Editor’s note: This post was originally published on July 14, 2008. It was substantially revised and re-posted on January 13, 2014.
She’s the Harry Potter character name most thoroughly embraced by Muggles.
Thanks to Unknown for suggesting today’s Name of the Day: Luna.
While Harry languishes at #718, Ronald hovers at a respectable #319, and Hermione flirts with oblivion outside of the Top 1000, Luna has steadily caught on, climbing to #223 in 2012.
Luna Lovegood first appears in the fifth book of the series, and initially she more than earns her nickname – Looney – with her conspiracy theories and unusual accessories. But by series’ end, she’s quite heroic.

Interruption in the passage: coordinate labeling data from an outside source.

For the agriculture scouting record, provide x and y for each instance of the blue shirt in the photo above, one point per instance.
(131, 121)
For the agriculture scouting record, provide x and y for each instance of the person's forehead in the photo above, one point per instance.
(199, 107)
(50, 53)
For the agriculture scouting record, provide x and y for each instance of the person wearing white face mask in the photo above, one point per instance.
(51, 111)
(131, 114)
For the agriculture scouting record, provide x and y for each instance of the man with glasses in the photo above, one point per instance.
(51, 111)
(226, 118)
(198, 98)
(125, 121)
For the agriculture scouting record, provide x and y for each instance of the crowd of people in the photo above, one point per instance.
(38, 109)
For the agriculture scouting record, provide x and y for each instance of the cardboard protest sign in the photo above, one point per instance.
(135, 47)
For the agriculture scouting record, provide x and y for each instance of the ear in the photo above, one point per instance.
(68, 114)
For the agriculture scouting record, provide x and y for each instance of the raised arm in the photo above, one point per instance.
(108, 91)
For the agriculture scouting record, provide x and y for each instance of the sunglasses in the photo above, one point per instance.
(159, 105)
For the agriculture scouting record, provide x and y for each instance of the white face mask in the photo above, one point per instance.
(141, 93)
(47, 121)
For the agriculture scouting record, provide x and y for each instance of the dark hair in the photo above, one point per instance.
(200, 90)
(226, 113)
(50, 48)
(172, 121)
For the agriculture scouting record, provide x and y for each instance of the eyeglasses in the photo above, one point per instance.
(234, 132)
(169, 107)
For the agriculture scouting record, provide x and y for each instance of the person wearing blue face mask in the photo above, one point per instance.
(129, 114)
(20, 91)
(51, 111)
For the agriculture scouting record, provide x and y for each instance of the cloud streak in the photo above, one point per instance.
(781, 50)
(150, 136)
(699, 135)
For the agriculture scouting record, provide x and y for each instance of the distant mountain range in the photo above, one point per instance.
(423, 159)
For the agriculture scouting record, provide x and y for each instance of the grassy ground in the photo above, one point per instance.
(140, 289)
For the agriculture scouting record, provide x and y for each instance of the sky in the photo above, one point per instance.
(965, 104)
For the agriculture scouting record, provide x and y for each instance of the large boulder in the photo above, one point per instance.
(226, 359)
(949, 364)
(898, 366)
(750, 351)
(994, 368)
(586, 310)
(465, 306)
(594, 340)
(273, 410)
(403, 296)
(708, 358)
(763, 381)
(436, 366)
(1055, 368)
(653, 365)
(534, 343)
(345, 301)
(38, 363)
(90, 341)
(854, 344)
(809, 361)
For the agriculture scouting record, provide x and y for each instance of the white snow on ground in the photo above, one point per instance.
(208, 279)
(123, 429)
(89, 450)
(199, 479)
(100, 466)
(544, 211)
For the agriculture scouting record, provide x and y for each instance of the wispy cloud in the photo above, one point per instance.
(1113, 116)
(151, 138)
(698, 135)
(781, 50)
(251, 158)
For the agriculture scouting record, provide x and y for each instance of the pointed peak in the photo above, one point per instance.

The book was published in 2003, and Luna entered the US Top 1000 the same year. The movie followed in 2007, with Evanna Lynch cast as the quirky Hogwarts student. That year, the name was up to #453.
Mythological and astronomical names feature large in Rowling’s wizarding world, and Luna is both. The ancient Romans venerated Luna as goddess of the moon, and the word luna has referred to the planet for millennia. The same root gives us lunar, lunette (for the crescent moon), and lunatic – literally, moon-struck or moon-sick.
Ultimately, her roots can be traced back to the Latin lux or lumen for light. Like the fictional witch, madness is only at first glance. On closer examination, she’s almost as respectable as Lucy.
In fact, she qualifies as a vintage revival. Back in the nineteenth and early twentieth century, Luna regularly ranked in the US Top 1000, peaking in 1881, and charting as late as 1921.
Hop a flight to Belgium and you’ll find Lunas aplenty on the playground, where she’s also spelled Louna.
She’s also a surname, a place name, and common name for fictional characters. And, of course, there’s the lime green luna moth.
My favorite reference is Luna Park – pictured above, in its glory days. The early amusement park at Coney Island inspired namesakes as far afield as Berlin and Budapest, Melbourne and Moscow, Tehran and Tel-Aviv, as well as across the US.
The amusement park was founded by Frederic Thompson and Skip Dundy. They first collaborated on a spacecraft-themed ride for the 1901 Pan-American Exhibition. The next year, the duo relocated the ride to Coney Island, and eventually built an entire park around it. The park could have been named for their signature ride – but it just so happens that Skip had a sister called Luna.
A fire destroyed the park in the 1940s, but it was rebuilt and re-opened in 2010, a mix of nostalgia and modern amusements.
High profile parents have embraced Luna:
- Uma Thurman and Arpad Busson welcomed daughter Rosalind Arusha Arkadina Altalune Florence in 2012. The couple reduced their daughter’s mouthful of a name to Luna.
- Penelope Cruz and Javier Bardem chose the name for their daughter in 2013.
- Actress Constance Marie was an early adopter – her daughter arrived in 2009.
Between the admirable fictional character, her stylish sound, and her ties to the night sky, no wonder this celestial appellation is a stylish choice for parents in 2014. The only question is how popular she’ll become.